A module doesn't *have* to reside in the filesystem - so in the general case, there is no such thing as "current file location". Packages provide such hierarchical disposition - and relative imports work with packages only.

It looks like they think that the expected mode of operation would
greatly confuse the 'rest' of us. So that is the reason you end up
with a broken implementation that is worse than not having it at all.
All I can do is recommend that you avoid relative imports.

I'd recommend the oposite - use relative (intra-package) imports when possible. Explicit is better than implicit - and starting with 2.7 -when "absolute" import semantics will be enabled by default- you'll *have* to use relative imports inside a package, or fail.

The easiest way around the issue is to create a module named
pathfix.py like the one below and import it in all of your modules.
This is the only way to fix this issue in a way that does not come
back and bite you, it is ugly, you are repeating yourself in multiple
places, but it is still better than the alternative.

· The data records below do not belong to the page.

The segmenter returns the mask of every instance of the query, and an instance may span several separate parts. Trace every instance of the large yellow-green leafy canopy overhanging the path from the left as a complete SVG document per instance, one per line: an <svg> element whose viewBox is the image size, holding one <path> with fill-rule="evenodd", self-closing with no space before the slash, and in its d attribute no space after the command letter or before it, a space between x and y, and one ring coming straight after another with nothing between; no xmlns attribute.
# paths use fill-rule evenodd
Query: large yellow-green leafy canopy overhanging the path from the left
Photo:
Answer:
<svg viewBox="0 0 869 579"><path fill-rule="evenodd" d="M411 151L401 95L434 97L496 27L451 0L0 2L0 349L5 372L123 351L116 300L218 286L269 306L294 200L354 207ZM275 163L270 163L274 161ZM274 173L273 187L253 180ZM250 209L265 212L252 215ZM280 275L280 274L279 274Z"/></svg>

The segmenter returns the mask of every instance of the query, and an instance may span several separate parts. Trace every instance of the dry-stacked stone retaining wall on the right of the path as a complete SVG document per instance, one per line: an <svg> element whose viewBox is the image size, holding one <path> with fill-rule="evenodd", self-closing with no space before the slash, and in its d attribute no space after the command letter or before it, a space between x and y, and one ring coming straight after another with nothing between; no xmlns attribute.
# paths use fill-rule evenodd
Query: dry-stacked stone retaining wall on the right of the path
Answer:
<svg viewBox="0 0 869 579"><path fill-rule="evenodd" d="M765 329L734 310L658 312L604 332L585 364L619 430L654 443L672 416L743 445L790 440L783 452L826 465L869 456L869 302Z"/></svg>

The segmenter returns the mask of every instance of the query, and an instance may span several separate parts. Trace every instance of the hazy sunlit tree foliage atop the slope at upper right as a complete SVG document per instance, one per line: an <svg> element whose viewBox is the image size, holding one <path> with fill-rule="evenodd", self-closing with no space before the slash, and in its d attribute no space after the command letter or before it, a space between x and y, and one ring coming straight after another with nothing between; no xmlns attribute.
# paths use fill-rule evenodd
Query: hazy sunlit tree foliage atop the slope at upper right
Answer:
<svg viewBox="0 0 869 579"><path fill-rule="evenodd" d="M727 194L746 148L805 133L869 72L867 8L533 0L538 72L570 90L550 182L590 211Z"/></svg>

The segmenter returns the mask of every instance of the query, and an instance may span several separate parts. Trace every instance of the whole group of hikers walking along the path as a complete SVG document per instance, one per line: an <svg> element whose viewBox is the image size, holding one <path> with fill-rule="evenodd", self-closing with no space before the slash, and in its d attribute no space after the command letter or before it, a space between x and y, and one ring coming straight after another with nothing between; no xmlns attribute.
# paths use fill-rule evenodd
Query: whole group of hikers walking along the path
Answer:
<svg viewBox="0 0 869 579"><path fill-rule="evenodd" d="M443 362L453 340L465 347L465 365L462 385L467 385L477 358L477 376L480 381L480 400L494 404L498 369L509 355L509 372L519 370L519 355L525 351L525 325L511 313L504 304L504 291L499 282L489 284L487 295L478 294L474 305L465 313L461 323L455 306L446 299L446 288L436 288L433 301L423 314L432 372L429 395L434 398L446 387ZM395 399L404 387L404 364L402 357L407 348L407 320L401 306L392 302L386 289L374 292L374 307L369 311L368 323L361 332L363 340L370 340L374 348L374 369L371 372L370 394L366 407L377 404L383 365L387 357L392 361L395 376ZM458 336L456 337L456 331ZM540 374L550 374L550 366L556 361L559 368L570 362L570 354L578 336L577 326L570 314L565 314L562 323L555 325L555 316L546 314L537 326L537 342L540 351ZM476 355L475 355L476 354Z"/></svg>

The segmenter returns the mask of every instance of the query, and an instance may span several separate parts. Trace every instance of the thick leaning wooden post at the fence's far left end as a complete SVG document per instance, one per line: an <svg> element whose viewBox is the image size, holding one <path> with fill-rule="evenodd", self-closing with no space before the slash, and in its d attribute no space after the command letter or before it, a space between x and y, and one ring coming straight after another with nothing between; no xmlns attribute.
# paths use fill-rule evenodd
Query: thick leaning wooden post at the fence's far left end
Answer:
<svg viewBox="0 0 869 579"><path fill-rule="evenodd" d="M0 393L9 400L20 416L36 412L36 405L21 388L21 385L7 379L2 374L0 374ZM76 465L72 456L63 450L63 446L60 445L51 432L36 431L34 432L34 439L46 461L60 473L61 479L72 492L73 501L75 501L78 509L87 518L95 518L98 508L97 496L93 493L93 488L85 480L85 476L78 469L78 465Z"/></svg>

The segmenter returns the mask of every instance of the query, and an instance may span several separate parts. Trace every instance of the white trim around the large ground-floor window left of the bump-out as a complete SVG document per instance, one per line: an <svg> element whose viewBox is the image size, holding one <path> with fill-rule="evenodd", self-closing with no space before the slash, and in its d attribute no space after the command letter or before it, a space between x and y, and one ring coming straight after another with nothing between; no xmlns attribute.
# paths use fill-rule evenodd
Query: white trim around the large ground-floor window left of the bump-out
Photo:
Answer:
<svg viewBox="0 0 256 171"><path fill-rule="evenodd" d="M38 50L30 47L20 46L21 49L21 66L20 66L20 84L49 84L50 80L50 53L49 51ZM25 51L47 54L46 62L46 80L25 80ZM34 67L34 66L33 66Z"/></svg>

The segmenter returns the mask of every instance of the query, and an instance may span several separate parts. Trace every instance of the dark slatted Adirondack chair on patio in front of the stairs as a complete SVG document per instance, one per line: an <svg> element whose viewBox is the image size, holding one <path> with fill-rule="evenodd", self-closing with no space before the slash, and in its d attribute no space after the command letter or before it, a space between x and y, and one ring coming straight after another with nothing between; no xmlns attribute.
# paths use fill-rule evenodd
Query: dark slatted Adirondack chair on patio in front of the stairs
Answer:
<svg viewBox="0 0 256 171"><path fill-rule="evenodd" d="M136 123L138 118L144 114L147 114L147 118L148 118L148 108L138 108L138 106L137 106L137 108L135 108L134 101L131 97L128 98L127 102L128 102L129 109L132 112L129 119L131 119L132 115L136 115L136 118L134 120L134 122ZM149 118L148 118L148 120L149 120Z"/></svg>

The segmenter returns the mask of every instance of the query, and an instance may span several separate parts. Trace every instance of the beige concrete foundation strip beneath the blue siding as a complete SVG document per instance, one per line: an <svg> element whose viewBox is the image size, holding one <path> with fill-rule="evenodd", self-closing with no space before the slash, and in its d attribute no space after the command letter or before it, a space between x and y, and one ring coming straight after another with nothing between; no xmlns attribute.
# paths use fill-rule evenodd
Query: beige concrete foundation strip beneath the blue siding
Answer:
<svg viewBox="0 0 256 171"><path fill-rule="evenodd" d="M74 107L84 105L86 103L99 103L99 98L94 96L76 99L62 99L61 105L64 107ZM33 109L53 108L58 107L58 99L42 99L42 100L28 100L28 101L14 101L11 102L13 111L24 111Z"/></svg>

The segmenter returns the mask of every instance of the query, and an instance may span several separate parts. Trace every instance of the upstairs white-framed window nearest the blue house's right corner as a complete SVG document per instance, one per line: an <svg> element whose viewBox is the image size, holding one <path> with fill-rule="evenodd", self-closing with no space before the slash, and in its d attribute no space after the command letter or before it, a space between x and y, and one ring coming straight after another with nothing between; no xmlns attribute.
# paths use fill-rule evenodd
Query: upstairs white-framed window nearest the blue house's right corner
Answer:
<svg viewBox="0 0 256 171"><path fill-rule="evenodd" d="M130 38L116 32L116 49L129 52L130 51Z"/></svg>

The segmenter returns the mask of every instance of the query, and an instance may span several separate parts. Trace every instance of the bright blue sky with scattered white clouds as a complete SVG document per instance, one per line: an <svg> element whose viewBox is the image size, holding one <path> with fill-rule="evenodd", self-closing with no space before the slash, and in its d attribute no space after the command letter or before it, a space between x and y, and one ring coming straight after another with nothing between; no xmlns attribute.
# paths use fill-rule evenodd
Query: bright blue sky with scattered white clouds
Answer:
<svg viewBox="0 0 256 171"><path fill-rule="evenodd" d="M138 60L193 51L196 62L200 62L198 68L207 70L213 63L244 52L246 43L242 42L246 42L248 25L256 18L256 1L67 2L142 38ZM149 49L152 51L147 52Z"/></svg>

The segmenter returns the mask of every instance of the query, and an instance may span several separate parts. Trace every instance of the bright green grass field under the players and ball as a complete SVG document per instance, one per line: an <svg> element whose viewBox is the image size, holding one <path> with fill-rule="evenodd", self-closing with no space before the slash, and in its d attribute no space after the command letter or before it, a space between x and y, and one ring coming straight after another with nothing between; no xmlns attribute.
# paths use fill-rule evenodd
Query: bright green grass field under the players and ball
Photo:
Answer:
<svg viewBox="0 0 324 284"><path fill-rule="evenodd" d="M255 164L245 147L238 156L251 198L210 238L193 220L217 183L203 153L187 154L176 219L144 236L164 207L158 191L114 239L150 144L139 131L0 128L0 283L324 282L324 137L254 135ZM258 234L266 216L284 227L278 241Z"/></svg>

"import it in all of your modules"?
Did you know, once a module is imported by the first time, subsequent imports simply return the same module instance? The initialization code is not executed again.

import os, sys

def path_join(*args):
    return os.path.abspath(os.path.join(*args))

# adds base directory to import path to allow relative imports
__currdir = os.path.dirname( __file__ )
__basedir = path_join(__currdir, '..' )
if __basedir not in sys.path:
    sys.path.append( __basedir )

I don't understand, how is this supposed to help relative imports?
Bindly inserting directories into sys.path can easily confuse the import system (and you!)